The research team, which also includes Professor Lynda Brown, Postdoctoral Research Fellows Christian Bengs, Mohamed Sabba, Gamal Moustafa, Soumya Singha Roy, Jyrki Rantaharju and Laurynas Dagys, Graduate student Jamie Whipham, and Research Engineer Weidong Gong, is now focusing on optimising the hyperpolarised experiments.
“We have enhanced NMR signals, so that part of the project has been proceeding well,” said Malcolm. “We will make substantial progress before the end of the project. I don’t think we will be detecting cancer by the end, but we will be providing the tools to enable that to be done.”
The potential outcomes of the project would have exciting implications that could benefit us all.

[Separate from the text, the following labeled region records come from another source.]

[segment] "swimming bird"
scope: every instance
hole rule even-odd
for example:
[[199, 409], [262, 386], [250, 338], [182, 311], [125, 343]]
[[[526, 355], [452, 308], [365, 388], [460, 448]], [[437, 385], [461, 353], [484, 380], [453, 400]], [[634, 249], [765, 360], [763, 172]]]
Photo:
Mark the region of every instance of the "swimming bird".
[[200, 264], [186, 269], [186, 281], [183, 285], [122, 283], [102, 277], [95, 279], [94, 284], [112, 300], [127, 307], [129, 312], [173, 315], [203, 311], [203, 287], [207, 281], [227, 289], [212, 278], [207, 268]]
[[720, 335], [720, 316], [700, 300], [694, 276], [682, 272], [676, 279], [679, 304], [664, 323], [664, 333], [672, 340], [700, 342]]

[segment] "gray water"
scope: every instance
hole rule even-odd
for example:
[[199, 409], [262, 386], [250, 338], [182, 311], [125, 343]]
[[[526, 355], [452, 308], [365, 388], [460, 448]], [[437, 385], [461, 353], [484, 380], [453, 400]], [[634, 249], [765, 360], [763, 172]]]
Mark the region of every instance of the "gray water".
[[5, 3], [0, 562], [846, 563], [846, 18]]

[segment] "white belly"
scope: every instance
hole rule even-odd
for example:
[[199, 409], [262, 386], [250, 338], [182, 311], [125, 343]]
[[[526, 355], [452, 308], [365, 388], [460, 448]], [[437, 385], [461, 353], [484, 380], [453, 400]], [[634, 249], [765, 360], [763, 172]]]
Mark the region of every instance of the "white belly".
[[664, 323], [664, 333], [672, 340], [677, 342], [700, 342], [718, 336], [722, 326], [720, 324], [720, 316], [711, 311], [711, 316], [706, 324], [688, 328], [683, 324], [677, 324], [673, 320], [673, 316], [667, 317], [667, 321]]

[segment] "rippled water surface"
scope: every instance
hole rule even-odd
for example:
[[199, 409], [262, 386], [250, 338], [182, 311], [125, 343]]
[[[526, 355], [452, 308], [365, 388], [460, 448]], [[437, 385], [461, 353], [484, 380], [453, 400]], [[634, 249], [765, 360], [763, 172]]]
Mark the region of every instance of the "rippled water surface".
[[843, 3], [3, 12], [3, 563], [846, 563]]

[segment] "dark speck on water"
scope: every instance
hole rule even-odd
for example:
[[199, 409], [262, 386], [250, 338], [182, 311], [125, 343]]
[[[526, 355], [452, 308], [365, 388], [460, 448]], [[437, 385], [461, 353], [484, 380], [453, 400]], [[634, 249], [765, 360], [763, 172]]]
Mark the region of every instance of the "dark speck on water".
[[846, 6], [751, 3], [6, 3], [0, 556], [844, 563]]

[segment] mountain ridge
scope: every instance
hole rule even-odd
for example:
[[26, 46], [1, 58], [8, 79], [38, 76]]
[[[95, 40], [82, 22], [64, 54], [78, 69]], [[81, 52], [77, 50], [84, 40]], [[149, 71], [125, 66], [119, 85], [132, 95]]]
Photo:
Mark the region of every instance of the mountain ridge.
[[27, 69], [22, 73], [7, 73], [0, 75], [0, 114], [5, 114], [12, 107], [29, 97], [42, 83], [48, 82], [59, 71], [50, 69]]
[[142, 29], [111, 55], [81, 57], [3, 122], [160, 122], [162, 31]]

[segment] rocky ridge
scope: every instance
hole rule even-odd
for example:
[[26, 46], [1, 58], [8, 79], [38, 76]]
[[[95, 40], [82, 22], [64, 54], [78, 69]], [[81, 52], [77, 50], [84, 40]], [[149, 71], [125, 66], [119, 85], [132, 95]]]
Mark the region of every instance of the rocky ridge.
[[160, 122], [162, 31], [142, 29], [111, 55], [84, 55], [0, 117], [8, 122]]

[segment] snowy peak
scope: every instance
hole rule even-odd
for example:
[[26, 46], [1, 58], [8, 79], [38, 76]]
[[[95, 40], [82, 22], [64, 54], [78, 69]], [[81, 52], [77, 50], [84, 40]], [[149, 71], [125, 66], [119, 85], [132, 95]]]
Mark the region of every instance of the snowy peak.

“It’s a great thing to have this team working on a very ambitious and difficult project,” added Malcolm. “It’s a project that, if we do pull it off, would very fulfilling on a personal level and might have real world applications. Despite my long career in the field, which has been successful on an academic level, I haven’t developed anything that directly benefits people, so it’s a real dream to do the good science and at the same time do something of benefit to the wider community.”